The 15-member body approved the Malta-sponsored draft after four failed attempts to respond to Israel-Hamas war.
The resolution, introduced by Malta on Wednesday, also called for “corridors throughout the Gaza Strip for a sufficient number of days” to safeguard civilians, particularly children, ambassador Vanessa Frazier told the Council. It additionally asked for the unconditional release of captives held in Gaza.
It was adopted by 12 votes in favour, zero against and three abstentions – Russia, the United States and the United Kingdom.
“It is binding international law, but we know that there are many Security Council resolutions that are binding international law that Israel does not comply with. But I think it will add added pressure on Israel, particularly as the US allowed this resolution to go through – it could’ve used its veto,” said Al Jazeera’s diplomatic editor James Bays.
“Out of the previous four resolutions that didn’t go through, probably the one nearest to going through was the one on October 18, that’s when all the countries either voted for, or abstained, and the only country that voted against was the United States – it wielded its veto,” Bays said.
“We’ve had 29 days since that date, and we know all the death toll figures are undercounted, but in that time there have been 7,600 more deaths and 3,653 of those deaths were children. What was called for then was a resolution calling for humanitarian pauses,” he added.
The resolution also listed fuel as among the items that must be allowed to be delivered “unhindered”. And it required that the UN chief give a report on its implementation at the next meeting of the Security Council concerning the Middle East.
Speaking ahead of a vote on her country’s draft resolution, Malta’s ambassador to the UN said it “aims to ensure respite from the current nightmare in Gaza and give hope to the families of all victims”.
A last-minute amendment introduced by Russia called for an “immediate, durable and sustained humanitarian truce, leading to a cessation of hostilities”.

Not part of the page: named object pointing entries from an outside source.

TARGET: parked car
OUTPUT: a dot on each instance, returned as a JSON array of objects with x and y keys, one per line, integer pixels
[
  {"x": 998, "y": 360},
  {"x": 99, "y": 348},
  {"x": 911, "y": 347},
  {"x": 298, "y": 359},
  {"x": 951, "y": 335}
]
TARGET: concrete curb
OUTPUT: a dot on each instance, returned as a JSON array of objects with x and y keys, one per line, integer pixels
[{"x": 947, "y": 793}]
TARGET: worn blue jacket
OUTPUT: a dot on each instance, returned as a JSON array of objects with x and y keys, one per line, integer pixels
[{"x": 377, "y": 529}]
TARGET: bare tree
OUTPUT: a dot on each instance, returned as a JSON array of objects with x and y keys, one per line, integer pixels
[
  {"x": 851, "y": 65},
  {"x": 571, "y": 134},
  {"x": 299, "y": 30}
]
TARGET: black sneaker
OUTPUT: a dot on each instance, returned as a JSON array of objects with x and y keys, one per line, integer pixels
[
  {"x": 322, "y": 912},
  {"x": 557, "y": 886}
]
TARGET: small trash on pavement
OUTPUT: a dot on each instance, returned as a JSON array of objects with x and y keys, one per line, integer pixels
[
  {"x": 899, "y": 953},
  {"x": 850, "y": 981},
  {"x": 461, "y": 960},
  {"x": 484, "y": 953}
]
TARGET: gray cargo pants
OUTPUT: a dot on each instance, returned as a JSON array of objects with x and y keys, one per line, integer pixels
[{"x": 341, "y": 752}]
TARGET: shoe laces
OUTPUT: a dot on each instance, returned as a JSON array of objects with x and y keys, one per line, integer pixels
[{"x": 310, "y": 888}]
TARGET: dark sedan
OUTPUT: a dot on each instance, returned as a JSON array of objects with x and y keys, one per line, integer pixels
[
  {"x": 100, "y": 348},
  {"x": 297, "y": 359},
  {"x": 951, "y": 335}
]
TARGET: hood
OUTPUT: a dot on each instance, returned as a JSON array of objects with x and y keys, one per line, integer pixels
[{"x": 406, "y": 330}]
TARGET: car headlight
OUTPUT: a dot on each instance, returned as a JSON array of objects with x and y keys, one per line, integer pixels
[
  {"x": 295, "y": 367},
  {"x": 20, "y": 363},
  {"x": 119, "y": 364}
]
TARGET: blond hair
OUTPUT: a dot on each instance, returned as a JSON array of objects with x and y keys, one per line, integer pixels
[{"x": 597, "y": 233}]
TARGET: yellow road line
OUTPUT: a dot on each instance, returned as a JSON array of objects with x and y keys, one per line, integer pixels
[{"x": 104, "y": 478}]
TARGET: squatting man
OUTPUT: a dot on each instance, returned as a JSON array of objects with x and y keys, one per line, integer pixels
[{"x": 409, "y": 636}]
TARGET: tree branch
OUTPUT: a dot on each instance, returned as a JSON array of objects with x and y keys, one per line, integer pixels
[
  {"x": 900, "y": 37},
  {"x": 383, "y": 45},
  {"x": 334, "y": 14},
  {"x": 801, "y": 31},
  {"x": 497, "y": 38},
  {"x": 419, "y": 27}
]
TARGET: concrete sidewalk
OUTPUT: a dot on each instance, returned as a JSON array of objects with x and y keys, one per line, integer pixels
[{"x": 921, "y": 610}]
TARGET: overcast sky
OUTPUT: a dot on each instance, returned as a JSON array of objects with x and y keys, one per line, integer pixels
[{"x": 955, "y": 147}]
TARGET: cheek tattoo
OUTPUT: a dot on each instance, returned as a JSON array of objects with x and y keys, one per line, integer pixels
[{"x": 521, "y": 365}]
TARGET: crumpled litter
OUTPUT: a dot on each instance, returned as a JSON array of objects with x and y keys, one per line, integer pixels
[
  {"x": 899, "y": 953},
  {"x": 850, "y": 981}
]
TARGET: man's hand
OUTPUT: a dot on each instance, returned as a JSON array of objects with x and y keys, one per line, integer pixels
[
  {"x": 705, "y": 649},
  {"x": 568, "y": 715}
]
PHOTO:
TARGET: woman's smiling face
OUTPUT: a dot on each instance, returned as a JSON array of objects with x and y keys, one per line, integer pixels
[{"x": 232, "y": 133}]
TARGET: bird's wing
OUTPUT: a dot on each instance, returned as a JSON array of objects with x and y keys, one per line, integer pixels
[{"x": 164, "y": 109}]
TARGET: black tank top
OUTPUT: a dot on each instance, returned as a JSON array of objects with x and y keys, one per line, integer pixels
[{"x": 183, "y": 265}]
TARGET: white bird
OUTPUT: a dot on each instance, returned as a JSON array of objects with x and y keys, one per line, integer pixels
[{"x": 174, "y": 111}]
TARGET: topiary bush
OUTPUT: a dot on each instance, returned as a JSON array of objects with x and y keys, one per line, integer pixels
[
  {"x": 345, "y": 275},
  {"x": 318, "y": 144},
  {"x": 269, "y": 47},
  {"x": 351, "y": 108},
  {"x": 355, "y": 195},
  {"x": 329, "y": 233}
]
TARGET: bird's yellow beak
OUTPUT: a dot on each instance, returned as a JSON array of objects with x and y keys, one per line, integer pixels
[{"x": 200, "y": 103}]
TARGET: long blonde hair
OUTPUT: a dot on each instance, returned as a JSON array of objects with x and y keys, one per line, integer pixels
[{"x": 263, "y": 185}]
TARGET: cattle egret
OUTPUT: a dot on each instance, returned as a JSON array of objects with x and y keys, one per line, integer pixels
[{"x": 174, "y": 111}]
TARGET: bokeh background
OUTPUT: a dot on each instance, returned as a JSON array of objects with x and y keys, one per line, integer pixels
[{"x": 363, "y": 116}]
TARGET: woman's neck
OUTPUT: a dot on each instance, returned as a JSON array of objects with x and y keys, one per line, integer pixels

The amendment failed to get the support needed with only five of the 15-member council voting in favour. The US voted against it.
Over a two-week period last month, four previous resolutions failed in the Security Council, twice when Russia failed to get the minimum votes needed, once when the US vetoed a Brazilian-drafted resolution, and again when Russia and China vetoed a resolution put forward by the US.
The US, Russia, China, France and the UK wield veto power as permanent members of the body.
An initial Brazil-drafted resolution calling for humanitarian pauses was vetoed by the US for failing to “mention Israel’s right of self-defence”. A subsequent US-drafted resolution, which stated Israel’s “right to self-defence” but did not call for humanitarian pauses, was vetoed by Russia and China.
Two subsequent Russian draft resolutions were not vetoed but did not attain the nine votes needed to be approved by the council.